Wataru Kato was 26 when he founded the company and in the beginning the workshop could work on 3 cars simultaneously at the same time, today however one can see more than twenty luxury cars of special design in the display room in Komaki. They of course have a fanshop and we can submit our own order if we wanted to make our luxury sports car in the garage a bit more unique.


I am not a great car fan (and I even do not like to drive), but the displayed pieces are really nice and even the idea is amazing that they cut off the covering of luxury cars worth many hundred millions while they are making every kit. They have representative offices in many countries of the world outside Japan and they have their own shop in the United States. The company has two main divisions, LB Performance tunes up luxury cars with aftermarket kits from the exhaust to the spoiler, while LB Works stands for cutting-edge technology. The stylistic elements of their famed kits were inspired by Nissan racing cars of the seventies as their central part is the mudguard that almost scrubs the ground. It is not a coincidence that this design could become popular in Japan, I do not dare imagine what the Hungarian roads would do with these wonders of design.

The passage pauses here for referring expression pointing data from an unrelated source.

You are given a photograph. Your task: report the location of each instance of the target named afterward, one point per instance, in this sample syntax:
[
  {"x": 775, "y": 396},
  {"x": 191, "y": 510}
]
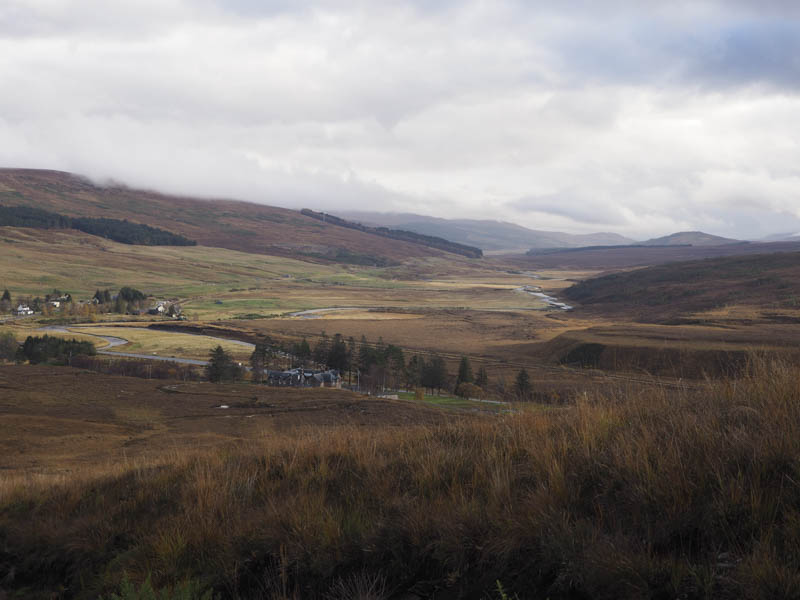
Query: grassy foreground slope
[
  {"x": 241, "y": 226},
  {"x": 660, "y": 494}
]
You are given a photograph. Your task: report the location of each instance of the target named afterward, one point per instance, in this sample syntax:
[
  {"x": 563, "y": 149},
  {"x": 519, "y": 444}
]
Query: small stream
[
  {"x": 117, "y": 341},
  {"x": 552, "y": 301}
]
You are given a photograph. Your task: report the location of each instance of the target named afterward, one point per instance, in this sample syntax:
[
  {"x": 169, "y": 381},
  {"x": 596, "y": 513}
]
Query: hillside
[
  {"x": 690, "y": 238},
  {"x": 242, "y": 226},
  {"x": 660, "y": 293},
  {"x": 490, "y": 236},
  {"x": 624, "y": 257}
]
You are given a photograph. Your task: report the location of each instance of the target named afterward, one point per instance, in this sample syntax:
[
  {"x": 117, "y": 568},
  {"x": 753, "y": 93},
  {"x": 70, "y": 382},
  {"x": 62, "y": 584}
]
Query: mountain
[
  {"x": 659, "y": 293},
  {"x": 235, "y": 225},
  {"x": 782, "y": 237},
  {"x": 690, "y": 238},
  {"x": 491, "y": 236}
]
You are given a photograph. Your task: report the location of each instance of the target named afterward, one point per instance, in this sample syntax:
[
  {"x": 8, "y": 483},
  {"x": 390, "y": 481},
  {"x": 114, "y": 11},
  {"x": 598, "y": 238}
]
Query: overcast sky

After the visit we were wondering whether Liberty Walk can be regarded as a startup. Anyway, who knows a relatively young Japanese company built on innovation? The silence is heavy, even the Japanese colleagues find it difficult to mention somebody except Fujitsu, although it is everything but young and is not a startup. Liberty Walk is a good example of how amazingly good the Japanese are in design, in accurate and perplexingly precise execution, but only within the limits of their hierarchy.


While we are travelling on the Shinkansen, Tibi is telling us interesting stories about the functioning and work culture of large local companies, which is mostly terrifying for a twentysomething European. “Loyalty is so predominant that most of the people spend their entire life working for the same company. We regard diverse experience and flexibility as positive things, but they are rather disadvantages in Japan. Stepping forward does not come from unique ideas but from patience. For example, if a decision maker says something silly, and somebody below him in the hierarchy mentions that, the latter would be fired, but if he or she executes the plan doomed to failure right from the onset with servility, then appraisal would come and promotion will be secure after a couple years of work.”


In addition, cultural isolation and the attitude of suspicion towards foreigners make the flow of new ideas even more difficult. 98.5 percent of the population is Japanese, it is not a secret that the local companies hire each other as their suppliers rather than working with the much cheaper and more effective foreign companies. Overemployment is a typical phenomenon, though its extent does not come near to that of India, but while a task is done by three people back at home, the same would be dealt with by five here. Every negotiation is permeated by the respect to hierarchy, every minute of a presentation is precisely scheduled according to who, when and what may say. The leader of a Japanese partner company did sensibly perplex at a business dinner when I dared ask him a professional question while I was only an intern.


“But where does development come from and what makes the economy run?” – was my question to Tibi, who is more familiar with the local relations. “Domestic consumption is great, precision is a value in the IT sector, and although Japan is continuously losing its competitiveness, do not forget that they are nearly 130 million and they are opening up more and more as they do not have a choice.”